Some hotel chefs put less food out on each buffet platter to discourage patrons from taking big helpings all at once, but they restock the platters continuously.
“A host shows hospitality by honoring his guests with lots of food choices, tastes, colors that are served on special occasions, says Elie Houbeich, food-and-beverage director at the Westin Beijing Financial Center, which recently promoted an expanded “Retrolicious” brunch on Sundays. “Less food does not give a good impression.”
His colleague Virginia Yu agrees: “‘Lots of food looks nice’ really was the culture in China for older people since they had suffered hunger.” Today, young and better-educated people have this sense that excess can be wasteful, she adds.
East Beijing hotel has adopted smaller dessert portions, which also allows guests more choices at its semi-buffets, though customers can always get a second portion. “In this way, guests can try different types of cakes without wasting too much,” Ji says.
Brunches don’t allow takeaway, but customers at a la carte dinners are encouraged to take packaged leftovers home at more and more restaurants.
The best way to control waste, the Westin’s Houbeich says, is to educate and create awareness through social media by showing the impact of food wastage and contrasting this with the people who are suffering from hunger.
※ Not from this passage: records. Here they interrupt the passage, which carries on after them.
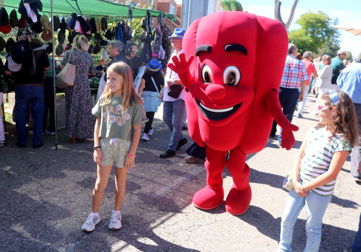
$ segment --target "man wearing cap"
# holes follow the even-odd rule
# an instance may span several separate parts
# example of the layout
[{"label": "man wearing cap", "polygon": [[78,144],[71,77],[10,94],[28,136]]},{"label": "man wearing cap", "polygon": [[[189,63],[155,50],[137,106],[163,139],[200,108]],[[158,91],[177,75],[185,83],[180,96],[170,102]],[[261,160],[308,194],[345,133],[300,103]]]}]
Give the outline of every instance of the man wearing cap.
[{"label": "man wearing cap", "polygon": [[[170,43],[174,52],[170,57],[169,62],[172,63],[172,58],[178,57],[178,54],[182,51],[182,44],[183,36],[186,30],[180,28],[176,28],[170,36]],[[163,120],[172,132],[169,143],[167,150],[160,155],[161,158],[168,158],[175,155],[175,150],[184,145],[188,141],[182,132],[182,122],[184,108],[184,94],[182,90],[177,98],[173,98],[168,95],[169,87],[173,85],[180,85],[182,87],[182,82],[177,73],[170,69],[167,69],[166,73],[165,89],[160,93],[160,98],[164,101],[163,108]],[[164,91],[164,90],[165,91]]]},{"label": "man wearing cap", "polygon": [[[361,130],[361,51],[355,57],[355,63],[342,70],[337,80],[341,90],[352,100]],[[361,143],[361,135],[359,136],[358,141]],[[355,146],[351,153],[351,175],[355,181],[361,181],[360,171],[361,146]],[[361,248],[361,242],[359,245]]]},{"label": "man wearing cap", "polygon": [[33,147],[38,148],[44,144],[42,140],[44,112],[43,82],[44,72],[50,68],[49,58],[45,50],[36,56],[33,53],[34,46],[29,30],[24,28],[19,30],[17,40],[18,41],[12,47],[10,54],[13,64],[21,64],[21,68],[16,71],[9,59],[6,59],[4,67],[6,75],[12,73],[12,78],[15,84],[16,145],[21,148],[26,147],[26,114],[30,103],[34,121]]},{"label": "man wearing cap", "polygon": [[[278,99],[283,114],[290,122],[292,121],[297,99],[300,102],[303,100],[306,81],[308,79],[305,64],[295,58],[298,50],[293,44],[288,44],[288,55],[278,91]],[[299,91],[300,87],[301,93]],[[270,136],[275,136],[277,127],[277,123],[274,120]],[[282,134],[281,128],[278,139],[280,145],[282,144]]]},{"label": "man wearing cap", "polygon": [[305,107],[305,104],[306,103],[306,100],[308,95],[308,90],[310,89],[310,80],[311,78],[311,75],[313,74],[314,78],[317,78],[318,77],[318,75],[317,74],[316,71],[316,67],[315,65],[312,63],[312,53],[309,51],[306,51],[303,53],[303,59],[302,62],[305,64],[305,67],[306,68],[306,71],[307,71],[307,75],[308,75],[308,79],[307,80],[306,83],[306,89],[305,89],[305,93],[303,95],[303,100],[300,102],[298,104],[298,111],[297,112],[297,118],[302,118],[302,112],[303,111],[303,109]]},{"label": "man wearing cap", "polygon": [[331,59],[331,64],[330,65],[332,68],[332,78],[331,79],[331,84],[337,84],[336,80],[341,71],[345,68],[342,60],[347,53],[345,50],[340,50],[337,51],[337,56]]}]

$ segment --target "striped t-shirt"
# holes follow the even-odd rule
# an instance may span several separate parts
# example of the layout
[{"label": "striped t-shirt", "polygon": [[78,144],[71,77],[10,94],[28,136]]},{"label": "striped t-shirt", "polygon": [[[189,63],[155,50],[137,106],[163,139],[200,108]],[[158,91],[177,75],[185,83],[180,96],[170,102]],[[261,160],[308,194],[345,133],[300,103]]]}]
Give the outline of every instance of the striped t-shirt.
[{"label": "striped t-shirt", "polygon": [[[334,153],[341,150],[351,152],[350,141],[337,134],[329,141],[329,132],[325,129],[313,128],[307,132],[307,144],[305,148],[305,156],[301,161],[299,181],[306,184],[326,172],[330,167]],[[336,179],[326,185],[311,190],[321,196],[332,195]]]}]

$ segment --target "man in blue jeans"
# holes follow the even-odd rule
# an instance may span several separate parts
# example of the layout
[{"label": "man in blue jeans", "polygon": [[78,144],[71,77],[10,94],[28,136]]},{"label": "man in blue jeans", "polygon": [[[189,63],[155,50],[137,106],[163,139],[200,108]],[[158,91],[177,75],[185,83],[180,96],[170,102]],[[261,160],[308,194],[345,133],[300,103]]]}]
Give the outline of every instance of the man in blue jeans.
[{"label": "man in blue jeans", "polygon": [[[33,147],[38,148],[44,144],[43,135],[43,116],[44,112],[44,88],[43,82],[44,71],[49,69],[48,54],[45,50],[33,53],[34,46],[29,30],[22,28],[18,32],[18,42],[13,45],[10,52],[12,59],[6,59],[4,67],[5,74],[12,74],[15,84],[15,105],[16,118],[16,145],[21,148],[26,147],[26,114],[31,104],[34,130]],[[35,58],[35,60],[33,60]],[[22,64],[21,68],[17,64]]]},{"label": "man in blue jeans", "polygon": [[[177,56],[182,52],[183,36],[186,30],[176,28],[170,36],[170,43],[174,52],[170,57],[169,62],[171,62],[172,57]],[[162,158],[168,158],[175,155],[175,151],[188,142],[187,138],[182,133],[184,108],[184,94],[182,90],[177,98],[171,97],[168,95],[169,87],[173,85],[180,85],[182,87],[178,75],[169,68],[167,69],[165,82],[167,84],[165,90],[160,92],[160,96],[163,98],[163,120],[172,132],[169,143],[167,150],[159,155]]]}]

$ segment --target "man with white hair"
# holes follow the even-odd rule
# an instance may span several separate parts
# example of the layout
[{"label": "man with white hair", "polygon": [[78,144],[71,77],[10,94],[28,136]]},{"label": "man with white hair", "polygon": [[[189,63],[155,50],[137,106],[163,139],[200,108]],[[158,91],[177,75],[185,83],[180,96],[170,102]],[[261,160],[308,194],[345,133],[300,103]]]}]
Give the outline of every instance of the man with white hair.
[{"label": "man with white hair", "polygon": [[[352,99],[361,131],[361,51],[355,57],[355,62],[341,72],[337,78],[337,84],[341,90]],[[358,140],[361,143],[360,134]],[[360,170],[361,146],[355,146],[351,153],[351,175],[354,180],[361,181]]]}]

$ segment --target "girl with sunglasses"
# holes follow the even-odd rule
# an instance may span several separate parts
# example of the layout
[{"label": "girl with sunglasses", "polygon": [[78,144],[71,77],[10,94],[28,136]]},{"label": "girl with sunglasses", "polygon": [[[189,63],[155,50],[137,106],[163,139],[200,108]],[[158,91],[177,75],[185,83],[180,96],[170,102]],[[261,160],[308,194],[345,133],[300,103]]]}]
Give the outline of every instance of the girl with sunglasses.
[{"label": "girl with sunglasses", "polygon": [[321,96],[319,123],[307,133],[297,154],[290,191],[281,222],[278,251],[290,251],[295,224],[305,206],[307,239],[304,251],[318,251],[322,219],[334,192],[336,179],[358,134],[349,96],[333,89]]}]

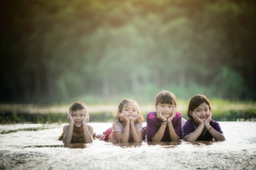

This can create a better understanding and can drive change.
One such campaign is the UN’s “Think, Eat, Save”, which aims to reduce food loss and waste along the entire chain of food production and consumption, according to the program’s website.
Such subtle approaches continue to be more common that punitive actions like withholding deposits for wasting foods or even making waste a crime, which was proposed by China’s best-known agriculture scientist Yuan Longping.
“Our country has such a huge population and the arable land is very small if it is divided for each Chinese individual,” Yuan, known as “the Father of Hybrid Rice” by Chinese media, told China Central Television in 2013. “For years we agricultural scientists have been toiling to achieve an increase of 2.5 or 5 kilograms to the harvest of each mu (0.06 hectare) of rice, but after the food was increased, people wasted it,” he says. “I am proposing that the government make (regulations and policies) to encourage people to despise the waste of food and to treat it like a crime.”
An extensive circular released by the Communist Party of China in 2014 declared that food waste remains rampant due to ostentatious lifestyles and lack of supervision, and outlined measures prohibiting too much money being spent on food among officials. Government departments, organizations and State-owned enterprises must now publicize the amount they spend on dining for public supervision, Xinhua reports.